While we have been doing all this the light has faded and we have to solve the problem of getting back across to the other side of Bangkok. All around us thousands of decorative fairy lights in the trees provide a wonderland for us as we hail a taxi and negotiate our ride back. (Unless you know what you are doing, non-metered taxis in Bangkok are not a good idea, nor are tuk-tuks. Not in that traffic, anyway. Even balloonists can do risk assessment). The coloured light displays in Bankok centre are for the King's recent birthday and also for Christmas and so we have an interesting combination video of both displays, lights and Bangkok driving skills out of the back window. They really need not bother to paint white lane lines.... I'm watching the side road numbers approach 22, which should be our turn-off, but we end up two streets off outside the amazing Imperial Hotel. "Err - No. this is the wrong hotel - we need the Impala Hotel". Fortunately he realises his mistake and backtracks at even higher speed and we arrive a couple on minutes later. How much? 95 baht, about £1.50 for a 25 minute ride across the city. Worth a tip, don't you think?

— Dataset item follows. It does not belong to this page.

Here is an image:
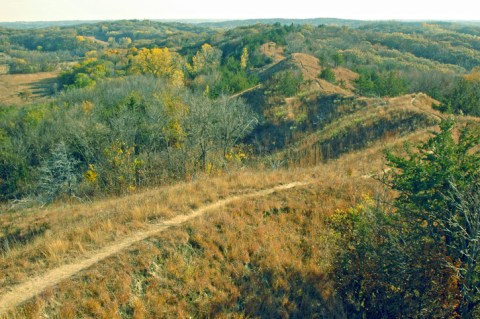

The remains of our party meet up for a final meal at the Impala. Apart from Maggie, Nigs, Yutakit and his family there are only myself and Pauline, Jenny, Barbara and Peter left now, but we make a lively party nevertheless. An unexpected treat is a parting Christmas gift from Maggie, thoughtfully tailored to a holiday event concerning the individual. Mine is a small wind chime in the form of one of the fishing trawlers that I was so keen on photographing back in Rayong. I'm truely touched by this and it now hangs in our lounge in Oxford, a trigger for all the happy memories that we will treasure of our time here. Saying goodbye is always hard and is best kept short. Time to go, so we do.
So, what of this holiday? On the surface, from the flying point of view it wasn't a huge success. There were times when I wondered if there was any point in persisting with the journal at all, but I'm glad that I did. Holidays are all too easily spoiled if you allow your expectations to rise too high. As the saying has it, it's better to travel hopefully than to arrive!. Looking back, I would still have gone even without the flying. There were too many new things, places, people and customs to ever be bored or disappointed in this wonderful country. Life has to be about exploration, of both self and one's environment; these trips that Nigs and Yutakit plan so carefully provide a supportive and easy way to do this without removing the requirement to think and plan. Remember, if you don't understand anything, tham ny ny noi!